Top 10 COOLEST HOUSES ON EARTH
For most of us, a home is a simple dwelling with enough walls for just the right amount of privacy and amenities that give us the creature comforts we crave. Then there are the visionaries behind these ten abodes, which are easily the coolest houses found around the world. Warning! After this installment, you may never look at your humble home the same again.
The Slide House, Japan
Are you tired of having only one option to get from one story of your home to the next? Japan’s Level Architects may have solved the issue with what’s been dubbed the Slide House. Connected the home’s three stories is a slide that encircles one side of the rectangular home. While you’ll have to climb a set of stairs on the opposite end of the abode to get to the third story, your decent down can be quite a bit more fun. The interior may be otherwise pretty plain and modernized, but this functional home is anything but ordinary.
The Flinstones Home, Malibu, CA
First owned by television host Dick Clark, this rather familiar-looking home in Malibu is a prehistoric dream. Just as the name implies, the million-dollar abode was modeled after the home of everybody’s favorite primitive family, The Flinstones. Built upon 23 acres by architect Phillip Jon Brown, the stone-looking structure sports one bedroom, two bathrooms, and was built from wood and steel. The rocky façade was achieved by mixing stucco with rocks and was implemented to appease the Santa Monica Mountains Conservancy, which was against Clark building within the Santa Monica mountains.
Airplane House, Lebanon
Miziara, Lebanon sports quite the strange collection of homes from Egyptian pyramids to Greek temples, but possibly its most striking is the Airplane House… which is exactly what it sounds like. Constructed in 1975, the Airplane House is a two-story home with all of the expected exterior features of an Airbus A380. Thirty portholes line the side, bringing in plenty of light to the unusual home’s interior, which is shockingly more classical in its design and architecture. The Airplane Home has everything needed for everyday living, including a Virgin Mary statue built into the wing where the European Union Flag would normally be stamped.
Star Trek Voyager House, Leicestershire
There’s being a fan of a television show and then there’s bordering the line of forgetting it’s just a television show. Tony Alleyne wavered heavily on that line when he designed his home after the interior of the Star Trek Voyager spaceship. Last listed at a price of around $91,000 (£70,000), the Voyager home comes complete with the telltale blips, bloops, and lights that only true Star Trek fans would recognize. If you’re not sure about that price tag, let’s not forget that you also get your own Transporter.
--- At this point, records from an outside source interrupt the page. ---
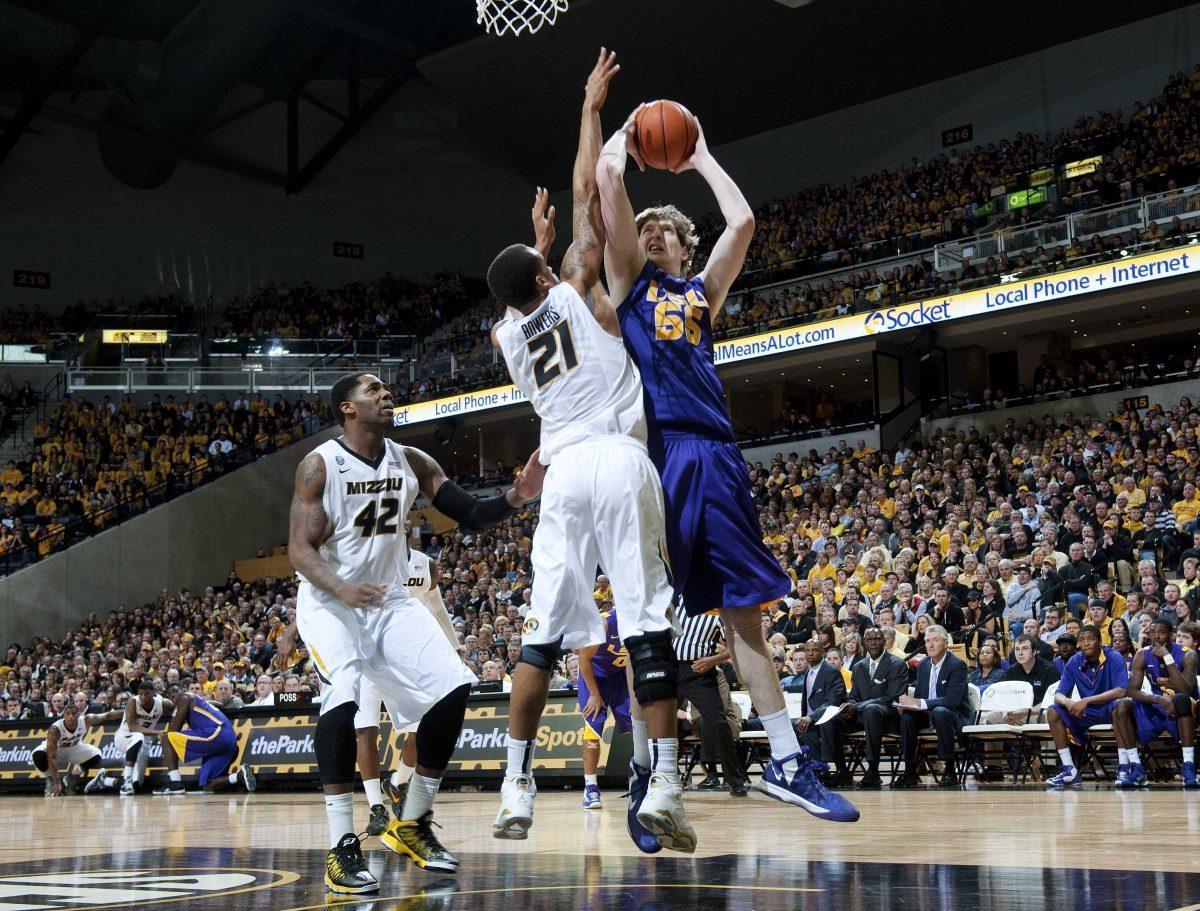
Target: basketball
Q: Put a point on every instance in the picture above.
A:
(666, 135)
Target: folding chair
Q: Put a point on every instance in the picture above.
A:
(1006, 696)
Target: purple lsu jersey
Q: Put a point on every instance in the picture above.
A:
(669, 333)
(611, 659)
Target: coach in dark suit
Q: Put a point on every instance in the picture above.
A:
(877, 681)
(822, 685)
(942, 702)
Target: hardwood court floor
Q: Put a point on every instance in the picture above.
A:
(925, 849)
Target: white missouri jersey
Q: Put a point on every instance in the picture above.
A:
(70, 738)
(366, 503)
(147, 719)
(579, 377)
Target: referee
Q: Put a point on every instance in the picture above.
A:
(699, 652)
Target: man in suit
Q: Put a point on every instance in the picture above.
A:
(942, 702)
(877, 682)
(822, 685)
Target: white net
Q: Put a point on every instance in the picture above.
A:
(517, 16)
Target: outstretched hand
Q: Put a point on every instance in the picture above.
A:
(597, 89)
(531, 478)
(543, 222)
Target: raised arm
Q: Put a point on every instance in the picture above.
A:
(623, 255)
(581, 264)
(730, 252)
(307, 527)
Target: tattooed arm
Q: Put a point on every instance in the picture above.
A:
(306, 531)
Giant Seashell House, Mexico
Do you think it’s better down where it’s wetter? Then you may love this interpretation of a giant seashell that was designed and built by Javier Senosiain from Arquitectura Organica. Inspired by Gaudi and Frank Lloyd Wright, the interior of the seashell is as whimsical as it looks like it may be based on its façade. A wall of colored circles paint the basic interior walls a myriad of colors while patches of greenery infuse a mixture of natural and hand-crafted beauty. From the bathrooms to the kitchen, the Giant Seashell House is an incredible example of unusual but stunning architecture.
Dar al-Hajar, Yemen
We did our best to keep “castles” and “mansions” off this list, but this Middle Eastern obscurity earned its place by being incredibly unique and a fascinating piece of architecture. The bones of the Dar al-Hajar palace in Yemen date back to the 1700s, but the structure you see atop the rock was designed and built in the 1930s by Islamic spiritual leader Yahya Muhammad Hamiddin. The home isn’t even just what you can see jutting from the rock as rooms were carved into the spire, hiding much of this labyrinthian five-story former royal residence. Sadly, there are no vacancies as Dar al-Hajar was converted into a free museum.
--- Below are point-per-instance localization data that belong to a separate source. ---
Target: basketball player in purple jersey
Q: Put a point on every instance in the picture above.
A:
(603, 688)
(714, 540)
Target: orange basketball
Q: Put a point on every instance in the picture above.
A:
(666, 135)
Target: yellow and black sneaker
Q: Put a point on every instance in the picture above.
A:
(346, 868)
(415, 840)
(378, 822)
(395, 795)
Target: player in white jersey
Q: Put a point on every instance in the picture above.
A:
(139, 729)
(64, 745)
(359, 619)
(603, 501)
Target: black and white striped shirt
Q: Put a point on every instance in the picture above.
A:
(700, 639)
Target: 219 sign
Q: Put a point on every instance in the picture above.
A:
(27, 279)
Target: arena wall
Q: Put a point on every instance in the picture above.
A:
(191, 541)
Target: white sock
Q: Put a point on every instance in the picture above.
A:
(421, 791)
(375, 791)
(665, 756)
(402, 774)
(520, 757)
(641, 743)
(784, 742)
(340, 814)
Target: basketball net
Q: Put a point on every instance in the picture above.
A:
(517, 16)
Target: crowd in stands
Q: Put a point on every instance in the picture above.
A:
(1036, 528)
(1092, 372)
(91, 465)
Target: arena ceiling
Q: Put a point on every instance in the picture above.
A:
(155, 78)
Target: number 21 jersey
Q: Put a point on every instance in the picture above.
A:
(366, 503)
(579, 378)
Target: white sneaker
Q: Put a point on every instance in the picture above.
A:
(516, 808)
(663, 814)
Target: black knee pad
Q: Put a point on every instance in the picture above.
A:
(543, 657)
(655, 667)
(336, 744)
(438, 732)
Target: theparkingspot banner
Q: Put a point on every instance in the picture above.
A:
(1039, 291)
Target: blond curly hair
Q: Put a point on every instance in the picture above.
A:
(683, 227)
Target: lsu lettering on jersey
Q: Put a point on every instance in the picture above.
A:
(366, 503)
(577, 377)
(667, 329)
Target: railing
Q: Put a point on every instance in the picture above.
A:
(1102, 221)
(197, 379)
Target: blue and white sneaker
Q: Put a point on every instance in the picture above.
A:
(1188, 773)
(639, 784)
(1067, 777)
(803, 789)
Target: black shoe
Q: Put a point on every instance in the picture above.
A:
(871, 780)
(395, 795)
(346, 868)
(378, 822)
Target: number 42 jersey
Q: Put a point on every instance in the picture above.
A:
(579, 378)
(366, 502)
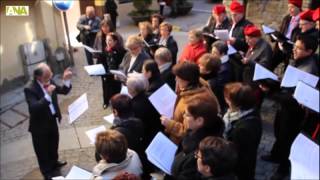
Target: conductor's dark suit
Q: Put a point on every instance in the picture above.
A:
(43, 124)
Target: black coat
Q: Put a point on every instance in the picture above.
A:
(246, 133)
(185, 164)
(150, 117)
(261, 54)
(279, 55)
(137, 65)
(308, 64)
(238, 33)
(168, 77)
(113, 58)
(133, 129)
(154, 84)
(41, 118)
(226, 177)
(218, 81)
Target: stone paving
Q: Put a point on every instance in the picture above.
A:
(17, 156)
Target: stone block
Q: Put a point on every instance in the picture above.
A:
(17, 150)
(68, 139)
(22, 108)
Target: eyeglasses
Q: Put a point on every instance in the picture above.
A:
(133, 48)
(298, 48)
(303, 24)
(197, 155)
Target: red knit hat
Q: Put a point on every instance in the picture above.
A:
(306, 15)
(252, 30)
(219, 9)
(297, 3)
(236, 7)
(316, 14)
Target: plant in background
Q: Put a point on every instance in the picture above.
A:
(142, 8)
(142, 11)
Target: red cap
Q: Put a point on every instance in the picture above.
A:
(306, 15)
(236, 7)
(252, 30)
(297, 3)
(219, 9)
(316, 14)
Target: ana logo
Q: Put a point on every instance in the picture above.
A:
(17, 10)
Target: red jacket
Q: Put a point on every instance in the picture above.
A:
(192, 52)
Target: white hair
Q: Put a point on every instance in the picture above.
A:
(137, 82)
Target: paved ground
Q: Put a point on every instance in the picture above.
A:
(17, 156)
Wooden Skyscraper House, Arkhangelsk, Russia
We’re not sure whether we should marvel at this 144’ (43 m)-tall wooden structure or set it on fire in fear of the monstrosity that may live within. Built by small-time gangster Nikolai Sutyagin, construction on the towering structure began in 1992 and originally started out as a more modest, two-story home. After a trip to Japan, he saw flaws in his original design and reworked the structure, eventually winding up with the 13-story beast that overlooks the Russian city. Though Sutyagin is proud of his creation, his neighbors are less enthused and continue to fight continued construction through city bylaws. Unfazed by his opposition, the gangster stands by his mish-mosh of wooden planks.
Fallingwater, Bear Run, PA
It’s a serene escape hidden within the deep forests of Southwestern Pennsylvania, separated from the bustling city of Pittsburgh by 90 minutes. In 1935, famed American architect Frank Lloyd Wright designed this retreat, which was commissioned by Liliane Kaufmann, wife of businessman and department-store owner Edgar J. Kaufmann. While the home itself is a magnificent piece of architecture that even the Smithsonian Institution believes everyone should visit, the exterior is possibly its most striking feature. Built right into the surrounding natural beauty, a waterfall cuts beneath the home while towering green foliage surrounds the property, as if hiding it from prying eyes.
Eliphante House, Cornville, AZ
Most things made entirely out of natural materials are bound to be stunning works of art and the Eliphante home of Cornville, AZ is a fine example of this. For 28 years, husband-and-wife team Michael Kahn and Leda Livant collected materials to be used for a series of unique structures on three acres of land. Eliphante, named for its elephant-like entrance, is the main housing structure while “Hippodome” is a domed building fit with a piano and all of the needed utilities. Additional buildings throughout the property carry the same outlandish and natural style, designed from reclaimed building supplies and driftwood.
Turning House, Czech Republic
Are you tired of having the same view of your neighbor’s balcony? You know, the one who refuses to close his bathrobe tight enough? While 73-year-old Bohumil Lhota may not have faced such an issue, he did come up with an ingenious and cool idea that could spare your eyes. Just by flipping a switch, Lhota’s house rises out of the ground like a periscope and can then be turned to change the view. The two-story home sports living quarters upstairs and a swimming pool on the lower level and was inspired by his boredom of building normal homes.